As a footnote — I’ve included this photo by Mike Cardew of the Akron Beacon Journal. I wonder why the Beacon Journal doesn’t have a story about the race on its website even several hours after most of the marathon competitors finished? I digress.
I still enjoy running. I look forward to getting up every morning and hitting the streets at 5 a.m. For those of you who read this blog, you know I’ve been doing that most days for the past 25 years or so. And I have no plans to stop.
But when you are running with a crowd but essentially by yourself for two and a half hours, it does give you some time to think and to reflect. And here’s what I was thinking about.
- Well-regarded author Haruki Murakami shared his thoughts about running in his book, “What I Talk About When I Talk About Running.” We’re about the same age; we’ve been at this about the same number of years. Yet he is a competitor in these events — still able to run a marathon in about four hours. Those days are over for me. And I’m accepting those limitations now, in running and in other areas of life. Folks, the clock doesn’t lie — and it doesn’t stop.

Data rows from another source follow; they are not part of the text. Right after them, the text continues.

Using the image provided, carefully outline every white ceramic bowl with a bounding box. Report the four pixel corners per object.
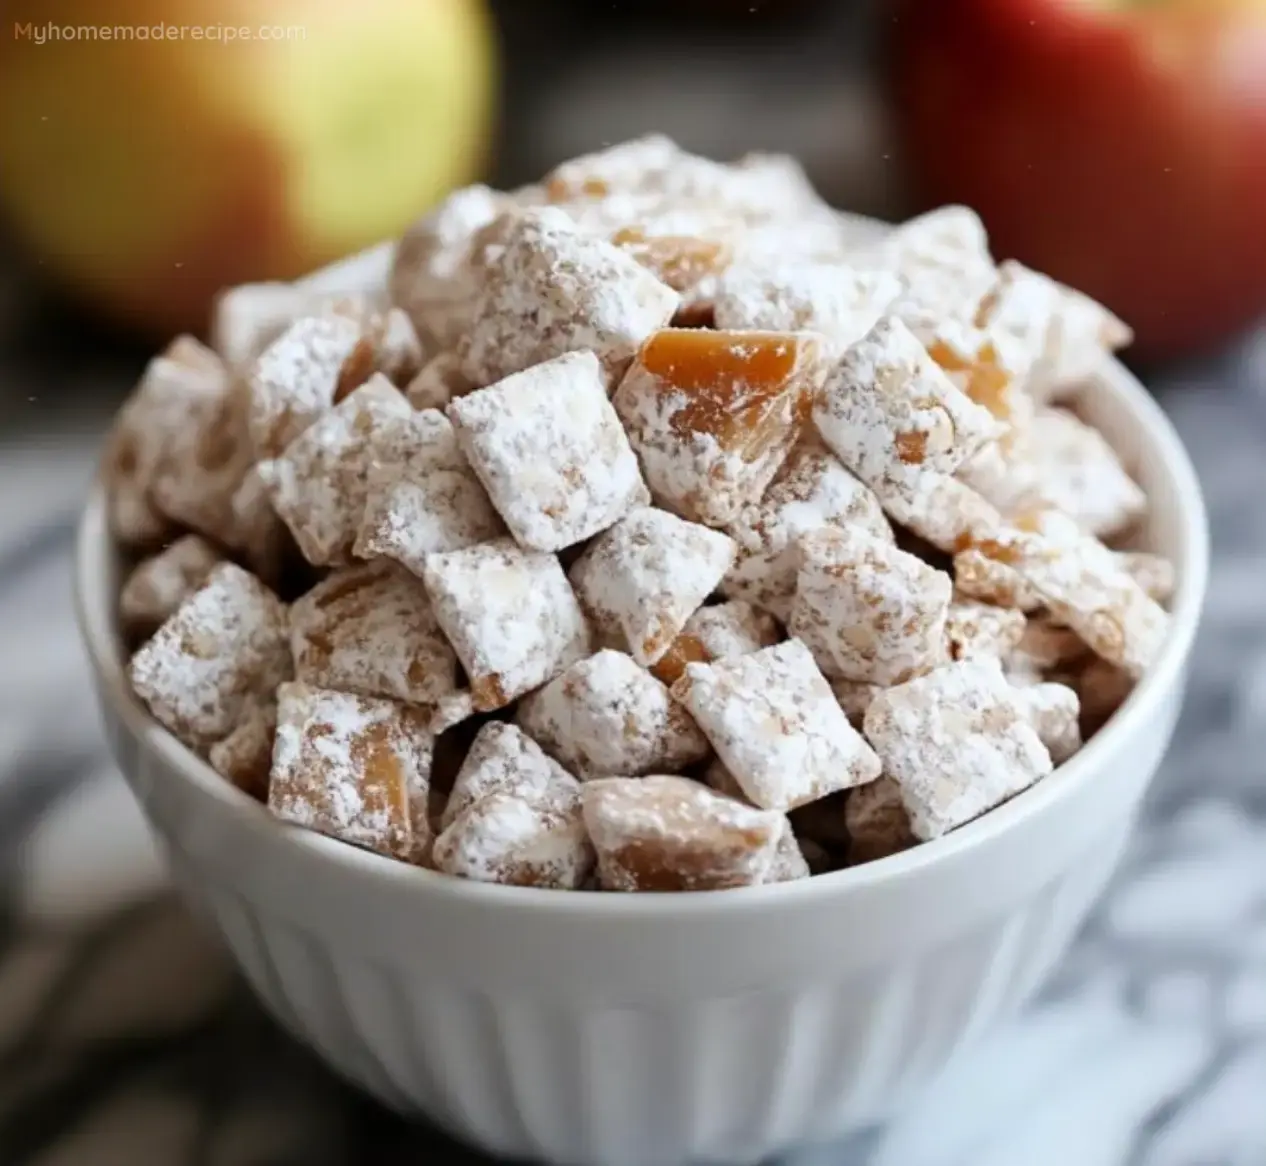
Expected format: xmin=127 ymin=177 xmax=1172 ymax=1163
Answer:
xmin=76 ymin=356 xmax=1207 ymax=1166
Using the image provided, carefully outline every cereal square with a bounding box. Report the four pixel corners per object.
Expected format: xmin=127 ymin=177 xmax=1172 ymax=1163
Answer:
xmin=128 ymin=563 xmax=292 ymax=751
xmin=863 ymin=660 xmax=1053 ymax=840
xmin=614 ymin=327 xmax=824 ymax=526
xmin=789 ymin=526 xmax=952 ymax=685
xmin=290 ymin=562 xmax=457 ymax=706
xmin=517 ymin=650 xmax=710 ymax=779
xmin=844 ymin=776 xmax=915 ymax=865
xmin=1015 ymin=682 xmax=1082 ymax=764
xmin=404 ymin=352 xmax=476 ymax=411
xmin=422 ymin=538 xmax=592 ymax=711
xmin=208 ymin=698 xmax=277 ymax=803
xmin=257 ymin=375 xmax=413 ymax=566
xmin=353 ymin=407 xmax=504 ymax=573
xmin=944 ymin=598 xmax=1027 ymax=663
xmin=871 ymin=467 xmax=1004 ymax=555
xmin=268 ymin=682 xmax=432 ymax=861
xmin=582 ymin=775 xmax=784 ymax=891
xmin=721 ymin=435 xmax=892 ymax=622
xmin=567 ymin=507 xmax=736 ymax=666
xmin=672 ymin=639 xmax=881 ymax=811
xmin=459 ymin=207 xmax=680 ymax=389
xmin=448 ymin=351 xmax=648 ymax=552
xmin=119 ymin=535 xmax=222 ymax=635
xmin=649 ymin=600 xmax=780 ymax=687
xmin=922 ymin=318 xmax=1033 ymax=427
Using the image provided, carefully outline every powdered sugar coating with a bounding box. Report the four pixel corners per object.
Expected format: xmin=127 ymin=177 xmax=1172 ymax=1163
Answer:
xmin=944 ymin=598 xmax=1027 ymax=663
xmin=863 ymin=660 xmax=1053 ymax=841
xmin=959 ymin=407 xmax=1146 ymax=539
xmin=789 ymin=526 xmax=952 ymax=685
xmin=433 ymin=785 xmax=595 ymax=889
xmin=448 ymin=351 xmax=648 ymax=552
xmin=1016 ymin=682 xmax=1082 ymax=764
xmin=713 ymin=262 xmax=903 ymax=359
xmin=1118 ymin=551 xmax=1176 ymax=604
xmin=422 ymin=538 xmax=592 ymax=712
xmin=813 ymin=315 xmax=1003 ymax=487
xmin=256 ymin=376 xmax=413 ymax=567
xmin=581 ymin=775 xmax=783 ymax=892
xmin=442 ymin=721 xmax=580 ymax=831
xmin=721 ymin=436 xmax=892 ymax=622
xmin=268 ymin=682 xmax=431 ymax=861
xmin=207 ymin=698 xmax=276 ymax=802
xmin=128 ymin=563 xmax=291 ymax=751
xmin=353 ymin=408 xmax=504 ymax=573
xmin=873 ymin=468 xmax=1004 ymax=555
xmin=613 ymin=328 xmax=823 ymax=527
xmin=649 ymin=600 xmax=780 ymax=687
xmin=459 ymin=208 xmax=680 ymax=390
xmin=673 ymin=639 xmax=881 ymax=811
xmin=844 ymin=776 xmax=915 ymax=865
xmin=765 ymin=819 xmax=812 ymax=883
xmin=290 ymin=562 xmax=457 ymax=706
xmin=567 ymin=507 xmax=735 ymax=665
xmin=517 ymin=650 xmax=710 ymax=780
xmin=119 ymin=535 xmax=221 ymax=634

- Saying that, running a marathon or half marathon as you get older really does represent a challenge. Physically. Sure. But also mentally. Can’t risk going too fast. But going too slow — for someone like me — presents a risk as well. The leg muscles contract and stiffen. In part because of years of use and abuse. I noticed that this morning at around mile 11, a nastly uphill grade on Akron’s interbelt that went on and on and on.
- But the mental part of running is one of the reasons I keep at it. I don’t think there is a better time to think. To sort our problems. To make decisions without the intrusions of cell phones, e-mail, TV, whatever. I can still organize in my mind what I want to write — whether it is a blog post, a magazine article, a press release, etc. — during the time that I’m running each morning. I’m not a great writer certainly. But I don’t think I would be even an average one without that time each day that I give as a gift to myself.
- I’d still like to have the opportunity to run with some of my friends — those of us who forged such strong friendships over the duration of 20-some years and thousands of miles. We’re going to have a reunion of sorts this coming July 4 at the Peachtree 10K in Atlanta. But essentially those days are over now for a host of reasons. So I take joy in the accomplishments of my new friends like Gina Prodan. Gina ran her first marathon today. I’ll check on Facebook when I’m done here to see how she did.
- The Akron Marathon is really a big event for the city of Akron. It’s well-managed and it’s gaining big numbers of runners. Now — if someone could just find a way to avoid that long stretch on the interbelt beginning at mile 11.
Between miles seven and 11 this morning I was feeling good enough that the thoughts of another marathon actually crept into my mind. Nah. Don’t think so. The clock doesn’t lie.